The cars disgorged their occupants. I tapped the tablet, zooming in.
Arkan. In the flesh. Average height, athletic build, pleasant face. Nothing at all remarkable about him. He could have been a businessman, a lawyer, a high school volleyball coach.
Another man got out of the car and came to stand next to him.
I went ice-cold.
A woman screamed into my earpiece, a sound of pure fury, and I knew it had to be Lilian.
Alessandro leaped out of his circle, wrapped in glowing magic, and strode into the pavilion. He stared at the two men, and his face was full of rage.
Franco Sagredo stood next to the man who had murdered his son. He wasn’t restrained. Nobody was holding a gun to his head. He didn’t look in distress. He stared in our direction, derision on his face.
Arkan waved.
“What a charming family reunion,” Konstantin said.
“One more word, and I will shoot you,” Leon said, not a trace of humor in his voice.
Franco raised his hands. Orange magic clutched at them, and he leveled a rocket launcher at us.
I ran.
We dashed out of the pavilion and down the stairs. Behind us the Wedding Cake exploded.
Leon sprinted to the other side, where the wall was still intact, pulling his guns as he ran. Cornelius took off toward the main house.

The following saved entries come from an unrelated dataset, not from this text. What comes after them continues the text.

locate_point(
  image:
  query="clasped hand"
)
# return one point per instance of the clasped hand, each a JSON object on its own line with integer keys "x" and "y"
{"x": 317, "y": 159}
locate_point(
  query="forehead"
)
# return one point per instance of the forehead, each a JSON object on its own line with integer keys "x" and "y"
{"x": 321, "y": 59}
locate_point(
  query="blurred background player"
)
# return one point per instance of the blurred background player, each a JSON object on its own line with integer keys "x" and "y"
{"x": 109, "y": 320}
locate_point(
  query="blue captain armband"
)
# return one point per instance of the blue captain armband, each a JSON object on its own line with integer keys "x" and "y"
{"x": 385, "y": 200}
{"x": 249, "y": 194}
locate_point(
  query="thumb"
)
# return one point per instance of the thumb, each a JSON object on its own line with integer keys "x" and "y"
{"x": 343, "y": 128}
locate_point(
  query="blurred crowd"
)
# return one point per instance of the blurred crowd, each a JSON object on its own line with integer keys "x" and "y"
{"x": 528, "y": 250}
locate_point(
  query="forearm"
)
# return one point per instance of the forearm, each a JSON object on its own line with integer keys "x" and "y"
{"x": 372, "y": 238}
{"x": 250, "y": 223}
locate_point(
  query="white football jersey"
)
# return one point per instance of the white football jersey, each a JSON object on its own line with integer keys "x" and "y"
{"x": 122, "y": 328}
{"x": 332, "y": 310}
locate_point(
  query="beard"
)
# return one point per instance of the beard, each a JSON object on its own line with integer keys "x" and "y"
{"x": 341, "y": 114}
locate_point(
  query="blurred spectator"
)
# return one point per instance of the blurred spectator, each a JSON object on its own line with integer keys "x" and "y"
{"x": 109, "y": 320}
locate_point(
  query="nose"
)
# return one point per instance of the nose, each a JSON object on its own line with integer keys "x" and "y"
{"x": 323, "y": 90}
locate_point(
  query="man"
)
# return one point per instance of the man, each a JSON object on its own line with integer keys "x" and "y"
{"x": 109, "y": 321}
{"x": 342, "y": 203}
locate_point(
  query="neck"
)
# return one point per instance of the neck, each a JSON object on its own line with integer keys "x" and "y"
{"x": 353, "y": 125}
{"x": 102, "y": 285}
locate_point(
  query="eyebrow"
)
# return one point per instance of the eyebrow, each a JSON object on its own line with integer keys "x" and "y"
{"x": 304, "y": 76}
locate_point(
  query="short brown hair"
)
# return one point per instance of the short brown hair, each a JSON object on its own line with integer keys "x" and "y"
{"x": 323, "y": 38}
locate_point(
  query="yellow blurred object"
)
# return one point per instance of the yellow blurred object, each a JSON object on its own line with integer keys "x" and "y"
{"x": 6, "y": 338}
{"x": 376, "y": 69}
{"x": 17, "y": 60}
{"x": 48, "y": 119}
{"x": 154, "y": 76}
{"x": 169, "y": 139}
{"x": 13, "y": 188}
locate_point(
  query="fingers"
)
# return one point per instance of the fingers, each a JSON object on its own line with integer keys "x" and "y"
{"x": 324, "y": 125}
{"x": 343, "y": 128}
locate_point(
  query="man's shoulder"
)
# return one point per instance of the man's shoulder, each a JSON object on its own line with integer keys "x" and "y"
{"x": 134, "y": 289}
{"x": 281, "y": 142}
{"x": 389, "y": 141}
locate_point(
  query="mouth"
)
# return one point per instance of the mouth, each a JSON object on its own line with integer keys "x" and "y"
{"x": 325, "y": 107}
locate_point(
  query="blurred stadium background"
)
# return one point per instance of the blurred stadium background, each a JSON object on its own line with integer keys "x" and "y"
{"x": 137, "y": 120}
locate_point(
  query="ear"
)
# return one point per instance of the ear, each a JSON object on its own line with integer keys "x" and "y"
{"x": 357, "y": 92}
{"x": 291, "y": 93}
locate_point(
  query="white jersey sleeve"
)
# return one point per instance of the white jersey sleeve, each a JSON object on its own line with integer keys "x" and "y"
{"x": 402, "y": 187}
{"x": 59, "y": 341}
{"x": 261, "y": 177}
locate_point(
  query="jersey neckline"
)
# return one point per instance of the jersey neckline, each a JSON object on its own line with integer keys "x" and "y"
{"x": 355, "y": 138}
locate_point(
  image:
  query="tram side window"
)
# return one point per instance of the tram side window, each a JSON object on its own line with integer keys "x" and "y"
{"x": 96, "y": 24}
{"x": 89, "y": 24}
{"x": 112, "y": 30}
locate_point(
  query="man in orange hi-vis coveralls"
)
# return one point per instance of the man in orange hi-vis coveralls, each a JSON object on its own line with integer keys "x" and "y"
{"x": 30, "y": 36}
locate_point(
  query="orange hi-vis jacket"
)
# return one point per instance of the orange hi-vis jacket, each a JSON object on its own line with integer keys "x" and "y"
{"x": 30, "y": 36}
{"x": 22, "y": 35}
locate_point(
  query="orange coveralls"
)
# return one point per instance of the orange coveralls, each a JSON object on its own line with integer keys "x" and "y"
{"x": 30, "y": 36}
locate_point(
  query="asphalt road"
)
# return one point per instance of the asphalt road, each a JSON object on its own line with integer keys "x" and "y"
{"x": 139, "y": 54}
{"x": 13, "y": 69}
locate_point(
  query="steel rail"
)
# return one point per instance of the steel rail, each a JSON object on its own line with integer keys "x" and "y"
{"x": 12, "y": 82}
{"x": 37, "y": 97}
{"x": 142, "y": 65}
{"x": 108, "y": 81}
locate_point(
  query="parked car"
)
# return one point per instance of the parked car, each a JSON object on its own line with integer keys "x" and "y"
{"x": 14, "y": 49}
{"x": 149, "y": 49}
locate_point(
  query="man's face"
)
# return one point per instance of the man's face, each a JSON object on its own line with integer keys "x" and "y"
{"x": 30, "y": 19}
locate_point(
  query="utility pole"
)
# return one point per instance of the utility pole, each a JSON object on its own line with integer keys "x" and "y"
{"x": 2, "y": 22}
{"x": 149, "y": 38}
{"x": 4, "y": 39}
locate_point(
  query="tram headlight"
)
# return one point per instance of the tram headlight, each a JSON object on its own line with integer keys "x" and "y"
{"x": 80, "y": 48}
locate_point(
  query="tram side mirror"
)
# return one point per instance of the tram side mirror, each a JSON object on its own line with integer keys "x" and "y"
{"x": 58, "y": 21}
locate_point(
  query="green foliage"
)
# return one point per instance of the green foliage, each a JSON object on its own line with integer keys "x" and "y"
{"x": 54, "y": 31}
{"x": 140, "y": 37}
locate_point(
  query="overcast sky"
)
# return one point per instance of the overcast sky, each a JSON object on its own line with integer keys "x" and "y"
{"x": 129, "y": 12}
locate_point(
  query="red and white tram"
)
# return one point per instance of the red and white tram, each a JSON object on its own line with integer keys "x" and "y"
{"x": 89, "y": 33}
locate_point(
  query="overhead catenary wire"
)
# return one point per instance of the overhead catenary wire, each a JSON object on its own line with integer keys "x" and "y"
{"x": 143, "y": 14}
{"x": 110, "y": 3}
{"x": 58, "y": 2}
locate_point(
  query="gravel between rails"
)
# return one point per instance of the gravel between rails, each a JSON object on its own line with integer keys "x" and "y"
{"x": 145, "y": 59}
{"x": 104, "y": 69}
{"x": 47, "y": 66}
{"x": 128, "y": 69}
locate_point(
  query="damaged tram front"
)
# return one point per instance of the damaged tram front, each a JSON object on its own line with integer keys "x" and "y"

Alessandro turned and walked up the stairs back onto the wall. A hole gaped in the pavilion, but it was still standing. The reinforced walls resisted the blast.
The hill was a sea of flames. Someone was walking through them, like a ghost conjured from fire.
There was no pyrokinetic in Arkan’s roster.
The wildfire parted and I saw the mage’s face. Adam Pierce.
How? He was supposed to be incarcerated in an impregnable prison in Alaska. He was supposed to spend the rest of his natural life surrounded by ice and cold.
There has been an event in Alaska.
Oh my God.
Alessandro didn’t even see him. He was looking at Arkan and his grandfather.
I took his hand.
“È un uomo morto,” the Artisan said.
Franco Sagredo was a dead man.
A wall of flames surged ten feet high and rolled toward us. The temperature spiked.
“We have to move.”
He gave no indication that he heard me.
“Mom, I need a bullet,” I said into my mike.
“I’ve tried. The fire is too hot.”
How the hell was Adam generating fire hot enough to stop high caliber rounds? No pyrokinetic could . . .
He gave him the serum. Arkan gave the Osiris serum to a Prime. Holy shit.
The fire was roaring like a living creature, deafening. He would never hear me.
There was nothing we had to counter that. This was Armageddon.
A dark object arced through the sky. For a second, I thought I’d imagined it, but then my brain processed what I was seeing.
“No!”
Linus’ mech landed on top of Adam Pierce. The two men vanished in a white-hot ball of fire. The blast wave of heat smashed into us, picked me up, and threw me against the wall.
It didn’t hurt nearly as much as it should have.
I opened my eyes. Somehow, Alessandro had wrapped himself around me, his magic cushioning the blow.
Linus died. For real this time. Nobody could survive that.
“What was that?” Arabella demanded.
“Nothing.” My grief and fury jerked me to my feet.
The flames had vanished, and the mech was glowing red.
They killed our grandfather.
Static crackled in my ear.
“Frida,” Linus’ voice said in my helmet. “I need a bit of help. I’m stuck in my mech and it’s quite warm in here.”
Oh my God.
Next to me, the Artisan bared his teeth. “My turn.”
“Go. I have your back.”
He lunged through the gap in the pavilion and jumped off the wall, his magic flashing as he landed. I walked through the gap after him and stood at the edge of the ruined wall.
Franco scoffed and started toward his grandson, pulling two maces out of thin air. He didn’t go for the guns. I knew what he wanted. He wanted to beat and humiliate Alessandro. Alessandro had disobeyed, and Franco counted on their family connection to either enrage his grandson until he became sloppy or make him hesitate.